Similarly, in his book Against Method, Paul Feyerabend argues that (scientific) ideas are often made clear by actions, that today’s rationality exists because at various points in the past reason – as it operated then – had been overruled. On this basis, the only principle that can be defended in all circumstances is “anything goes”.  “If scientific achievements can be judged only after the event and if there is no abstract way of ensuring success beforehand, then there exists  no special way of weighing scientific promises”.

Or consider the closing scene of the movie Ratatouille, when the food critic – overwhelmed by the taste of the dish prepared by Remy the rat – writes in his review: “But there are times when the critic truly risks something and that is in the discovery and defense of the new… Not everyone can become a great artist, but a great artist can come from anywhere.”

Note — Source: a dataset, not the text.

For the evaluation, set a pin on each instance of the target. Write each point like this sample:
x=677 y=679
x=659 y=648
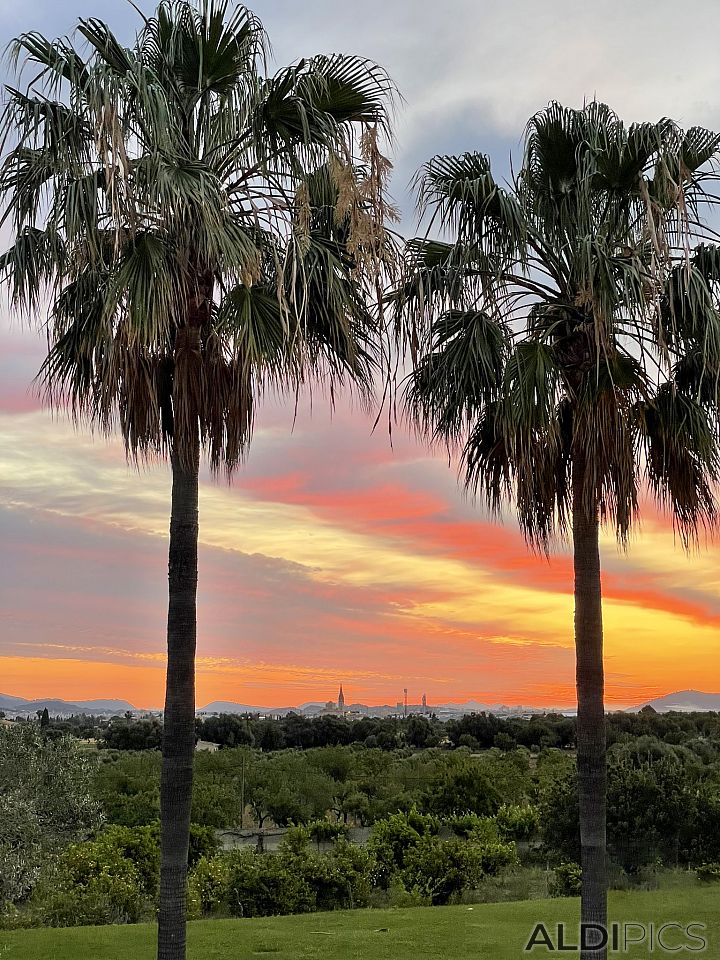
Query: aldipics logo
x=657 y=938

In a new paper with Daniel Lerner and Richard Hunt – Action! Moving beyond the intendedly-rational logics of entrepreneurship – we explore the implications for entrepreneurship theory of action without reason. We propose that:

(1) entrepreneurial processes can be initiated by non-deliberate actions whose consequences give rise to the very purpose that ultimately defines those processes;

(2) such actions generate consequences that cannot be anticipated or evaluated by a priori judgment; the relationship between the two is diachronic.

Deviation – sidestepping reason – seems to be a vital condition for progress. The problem is it is neither necessary nor sufficient: and yet we can’t reap the benefits of entrepreneurship without it.